Il y a des effets plus ou moins forts, suivant l’interprète, les circonstances, le public…

Il y a des tours plus ou moins pratiques pour le magicien (autoreset, automatique ou sans difficulté majeures, impromptus : cette liste n’est pas fixe, chaque situation la fait changer…)

Il y a des tours qui intègrent des courbes d’attentions, en semant des effets tout au long de la procédure du tour, ou des tours qui ont un seul effet en conclusion : l’un n’est pas meilleur que l’autre, il faut voir comment on les utilise…

Ou encore des tours qui ont besoin d’une présence et d’un charisme fort de l’interprète : le genre de tour qui n’a pas d’impact quand on n’est pas en forme, et qui casse la baraque quand on s’y donne à fond.

 

Le meilleur tour n’existe pas, ça dépend de toi.

 

On peut lister des « tours du commerce », qui ont été publiés.

C’est vrai qu’il y en a qui font plus d’effet que d’autres, si on les fait bruts de déballage.

Mais ça serait une erreur de tout fonder là-dessus :

Quel que soit le tour, on doit (on devrait !) le mettre à sa sauce, se l’approprier, le modifier et le faire sien.

Sinon, on reste dans l’optique « démonstrateur de truc », qui n’est pas top.

Hors c’est la façon dont on va s’approprier ce tour qui va en faire un tour majeur « pour nous ».

Même un « petit tour », quand on le prend en main et qu’on le magnifie, peut devenir notre tour phare…

Si on te dit Abyss, citrik, extrem burn etc, ce sont les tours qui plaisent à d’autres.

Fait les tours qui te plaisent.

Il y a une tendance à penser, sans doute dut à la pression marketing, que le tour est ce que l’on montre.

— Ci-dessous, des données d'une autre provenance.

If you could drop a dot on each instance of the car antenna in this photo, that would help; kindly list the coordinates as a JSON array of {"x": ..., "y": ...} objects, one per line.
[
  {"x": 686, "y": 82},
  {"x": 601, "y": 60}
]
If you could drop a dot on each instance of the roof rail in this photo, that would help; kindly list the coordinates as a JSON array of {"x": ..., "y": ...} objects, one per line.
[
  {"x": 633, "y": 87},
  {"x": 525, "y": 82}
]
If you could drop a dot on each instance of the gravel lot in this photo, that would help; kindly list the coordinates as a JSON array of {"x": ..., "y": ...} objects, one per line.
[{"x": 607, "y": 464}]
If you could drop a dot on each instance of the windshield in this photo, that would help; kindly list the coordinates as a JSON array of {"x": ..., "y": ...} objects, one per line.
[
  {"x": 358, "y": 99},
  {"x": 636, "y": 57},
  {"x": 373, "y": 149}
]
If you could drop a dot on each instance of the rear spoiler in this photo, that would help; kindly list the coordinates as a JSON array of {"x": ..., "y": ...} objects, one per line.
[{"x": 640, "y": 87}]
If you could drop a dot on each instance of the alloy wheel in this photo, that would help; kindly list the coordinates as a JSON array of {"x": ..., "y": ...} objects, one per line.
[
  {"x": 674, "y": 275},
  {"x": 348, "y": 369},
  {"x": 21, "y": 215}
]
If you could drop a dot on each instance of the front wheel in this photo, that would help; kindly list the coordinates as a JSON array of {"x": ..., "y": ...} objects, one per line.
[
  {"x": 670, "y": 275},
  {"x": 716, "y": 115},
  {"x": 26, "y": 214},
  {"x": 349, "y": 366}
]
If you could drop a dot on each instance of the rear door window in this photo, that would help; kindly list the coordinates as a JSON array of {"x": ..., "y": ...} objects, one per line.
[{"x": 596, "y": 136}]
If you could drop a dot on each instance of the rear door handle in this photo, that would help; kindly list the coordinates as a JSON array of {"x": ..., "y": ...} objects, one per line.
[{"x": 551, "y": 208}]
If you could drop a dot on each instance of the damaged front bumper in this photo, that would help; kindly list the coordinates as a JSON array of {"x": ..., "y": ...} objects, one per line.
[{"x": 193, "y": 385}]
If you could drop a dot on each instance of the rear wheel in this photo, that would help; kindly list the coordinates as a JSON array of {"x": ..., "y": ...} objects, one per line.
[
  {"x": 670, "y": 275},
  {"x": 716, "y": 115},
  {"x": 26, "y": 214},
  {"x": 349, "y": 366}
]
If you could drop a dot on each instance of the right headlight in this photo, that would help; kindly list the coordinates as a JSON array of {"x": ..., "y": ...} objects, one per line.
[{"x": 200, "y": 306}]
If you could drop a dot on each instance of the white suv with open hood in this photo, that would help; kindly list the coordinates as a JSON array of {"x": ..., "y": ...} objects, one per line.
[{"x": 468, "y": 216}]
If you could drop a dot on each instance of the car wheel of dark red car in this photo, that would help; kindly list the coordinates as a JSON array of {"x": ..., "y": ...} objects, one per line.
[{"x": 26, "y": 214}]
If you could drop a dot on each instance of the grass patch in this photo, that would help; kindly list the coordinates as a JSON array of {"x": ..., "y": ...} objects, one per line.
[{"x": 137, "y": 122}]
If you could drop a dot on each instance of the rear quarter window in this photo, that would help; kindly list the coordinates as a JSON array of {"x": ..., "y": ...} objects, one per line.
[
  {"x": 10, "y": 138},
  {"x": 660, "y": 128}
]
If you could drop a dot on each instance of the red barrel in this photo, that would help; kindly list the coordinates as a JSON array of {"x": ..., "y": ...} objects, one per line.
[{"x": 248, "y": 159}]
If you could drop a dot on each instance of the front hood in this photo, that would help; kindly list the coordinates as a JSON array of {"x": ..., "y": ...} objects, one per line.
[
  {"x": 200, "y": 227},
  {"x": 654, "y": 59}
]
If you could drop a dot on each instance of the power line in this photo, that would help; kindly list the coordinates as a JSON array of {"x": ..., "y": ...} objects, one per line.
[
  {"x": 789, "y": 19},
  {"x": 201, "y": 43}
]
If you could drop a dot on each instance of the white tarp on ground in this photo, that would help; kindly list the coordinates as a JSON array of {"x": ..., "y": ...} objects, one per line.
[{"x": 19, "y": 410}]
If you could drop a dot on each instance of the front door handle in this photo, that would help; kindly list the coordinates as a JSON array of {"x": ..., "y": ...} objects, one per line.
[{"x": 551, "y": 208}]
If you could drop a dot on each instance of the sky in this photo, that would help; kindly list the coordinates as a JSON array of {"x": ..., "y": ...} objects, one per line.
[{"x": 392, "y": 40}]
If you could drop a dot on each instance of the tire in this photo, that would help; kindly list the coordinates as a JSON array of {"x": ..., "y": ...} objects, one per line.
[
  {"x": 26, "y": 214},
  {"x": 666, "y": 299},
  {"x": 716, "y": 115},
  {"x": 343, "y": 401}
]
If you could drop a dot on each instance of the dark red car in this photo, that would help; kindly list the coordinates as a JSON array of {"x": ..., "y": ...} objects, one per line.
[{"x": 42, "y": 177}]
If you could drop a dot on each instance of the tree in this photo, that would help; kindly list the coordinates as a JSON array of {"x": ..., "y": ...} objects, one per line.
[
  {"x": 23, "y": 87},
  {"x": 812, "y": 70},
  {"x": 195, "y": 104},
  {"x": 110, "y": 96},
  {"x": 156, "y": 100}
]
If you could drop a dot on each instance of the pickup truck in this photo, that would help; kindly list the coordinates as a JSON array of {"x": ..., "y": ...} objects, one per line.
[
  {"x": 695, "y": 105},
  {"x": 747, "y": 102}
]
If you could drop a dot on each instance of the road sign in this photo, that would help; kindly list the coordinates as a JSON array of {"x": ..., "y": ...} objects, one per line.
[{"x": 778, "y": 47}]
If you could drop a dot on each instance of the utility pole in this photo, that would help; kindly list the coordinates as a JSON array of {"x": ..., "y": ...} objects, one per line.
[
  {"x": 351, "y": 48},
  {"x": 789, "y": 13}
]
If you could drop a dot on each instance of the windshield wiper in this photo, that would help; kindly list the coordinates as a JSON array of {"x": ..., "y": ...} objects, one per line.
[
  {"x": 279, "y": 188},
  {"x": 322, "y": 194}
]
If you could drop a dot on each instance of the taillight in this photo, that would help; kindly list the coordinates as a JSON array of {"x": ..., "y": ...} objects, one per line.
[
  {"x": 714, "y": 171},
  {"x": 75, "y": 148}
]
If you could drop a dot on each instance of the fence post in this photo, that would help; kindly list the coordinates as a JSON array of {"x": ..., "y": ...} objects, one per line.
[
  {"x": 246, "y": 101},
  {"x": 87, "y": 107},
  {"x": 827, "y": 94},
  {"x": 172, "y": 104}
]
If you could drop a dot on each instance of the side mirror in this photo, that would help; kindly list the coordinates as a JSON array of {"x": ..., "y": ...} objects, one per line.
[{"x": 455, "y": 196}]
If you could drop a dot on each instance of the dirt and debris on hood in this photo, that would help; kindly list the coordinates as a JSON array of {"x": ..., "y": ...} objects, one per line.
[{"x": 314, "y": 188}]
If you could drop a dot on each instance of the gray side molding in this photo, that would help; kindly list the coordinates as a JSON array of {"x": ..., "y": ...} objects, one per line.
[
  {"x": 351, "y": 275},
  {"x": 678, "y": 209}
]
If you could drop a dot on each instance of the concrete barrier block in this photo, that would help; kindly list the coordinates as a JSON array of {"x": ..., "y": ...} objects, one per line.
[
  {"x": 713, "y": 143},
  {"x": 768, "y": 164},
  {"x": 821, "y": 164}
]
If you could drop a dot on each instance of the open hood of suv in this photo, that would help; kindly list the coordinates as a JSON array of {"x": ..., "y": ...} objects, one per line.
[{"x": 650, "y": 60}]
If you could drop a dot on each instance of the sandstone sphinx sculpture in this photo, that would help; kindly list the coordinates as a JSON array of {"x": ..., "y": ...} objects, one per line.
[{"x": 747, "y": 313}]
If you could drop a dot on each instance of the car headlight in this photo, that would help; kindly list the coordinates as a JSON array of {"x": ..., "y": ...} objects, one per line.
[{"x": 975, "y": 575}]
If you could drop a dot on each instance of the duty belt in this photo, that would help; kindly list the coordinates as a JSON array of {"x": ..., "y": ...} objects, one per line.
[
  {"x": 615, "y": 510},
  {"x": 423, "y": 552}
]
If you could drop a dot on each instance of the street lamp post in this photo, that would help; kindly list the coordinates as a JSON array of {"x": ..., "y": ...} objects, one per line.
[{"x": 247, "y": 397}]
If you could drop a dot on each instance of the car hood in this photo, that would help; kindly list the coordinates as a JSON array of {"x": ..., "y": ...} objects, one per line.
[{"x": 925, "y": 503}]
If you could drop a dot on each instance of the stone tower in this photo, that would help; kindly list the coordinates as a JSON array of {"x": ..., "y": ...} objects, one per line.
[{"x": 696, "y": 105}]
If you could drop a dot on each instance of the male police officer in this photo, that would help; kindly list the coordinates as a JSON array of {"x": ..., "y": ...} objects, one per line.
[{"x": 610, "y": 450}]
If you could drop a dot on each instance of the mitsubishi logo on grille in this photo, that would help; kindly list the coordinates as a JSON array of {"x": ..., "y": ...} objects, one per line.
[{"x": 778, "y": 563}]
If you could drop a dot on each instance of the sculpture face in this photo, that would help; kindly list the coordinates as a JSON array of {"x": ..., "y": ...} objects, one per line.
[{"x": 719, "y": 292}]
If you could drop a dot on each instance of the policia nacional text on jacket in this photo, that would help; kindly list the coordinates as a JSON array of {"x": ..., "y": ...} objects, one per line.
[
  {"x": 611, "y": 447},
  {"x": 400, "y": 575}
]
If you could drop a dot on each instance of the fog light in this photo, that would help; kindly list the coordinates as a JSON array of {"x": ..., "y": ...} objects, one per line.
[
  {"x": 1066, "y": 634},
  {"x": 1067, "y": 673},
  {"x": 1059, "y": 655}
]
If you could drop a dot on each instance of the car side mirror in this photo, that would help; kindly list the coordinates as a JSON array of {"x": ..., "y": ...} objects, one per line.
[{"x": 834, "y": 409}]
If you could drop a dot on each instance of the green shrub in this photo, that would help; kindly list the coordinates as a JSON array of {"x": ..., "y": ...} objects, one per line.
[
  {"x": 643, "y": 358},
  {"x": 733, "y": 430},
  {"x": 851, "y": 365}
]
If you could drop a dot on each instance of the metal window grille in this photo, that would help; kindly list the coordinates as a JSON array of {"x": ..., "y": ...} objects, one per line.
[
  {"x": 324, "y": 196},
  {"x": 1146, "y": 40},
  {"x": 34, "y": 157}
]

Mais on peut penser aussi au tour comme à un outil, qui va servir, avec un ensemble d’autres choses, à faire naitre la magie.

En ce sens, un tour peut être mis dans la même perspective qu’un gimmick, ou qu’une technique :

C’est un moyen, pas une fin.

Le problème vient, je crois, d’une confusion entre la notion de « tour de magie » vu coté magicien, et celui vu coté spectateur.

Quand un spectateur dit « un tour de magie », il agglutine un moment de spectacle, des accessoires visibles, une procédure visible…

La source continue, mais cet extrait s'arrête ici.